技术博客

Agent 开发入门（四）：让模型说人话 — Structured Output

模型默认输出自然语言，但 Agent 需要稳定的 JSON。Structured Output 就是解决这个问题的。

发布时间

2026年4月7日

阅读信息

约 19 分钟

主题标签

AI Agent / Structured Output / JSON Mode

前三篇我们把 API 调用、Function Calling、上下文管理都走了一遍。到这里，你已经能让模型”干活”了——调工具、记对话、多轮交互。
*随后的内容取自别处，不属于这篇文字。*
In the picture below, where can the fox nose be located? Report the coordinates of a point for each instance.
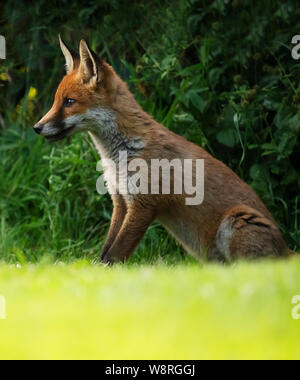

但有一个问题一直没正面解决：模型的输出是自然语言，程序怎么用？

问题在哪

假设你让模型分析一个用户请求，判断意图、提取参数、决定下一步动作。模型可能返回这样的内容：

好的，我分析了用户的请求。用户想查询北京明天的天气，意图是天气查询，需要调用天气 API，参数是城市=北京，日期=明天。

这段话人读起来没问题，但程序怎么从里面提取”城市=北京”？正则？字符串匹配？一旦模型换个说法，程序就炸了。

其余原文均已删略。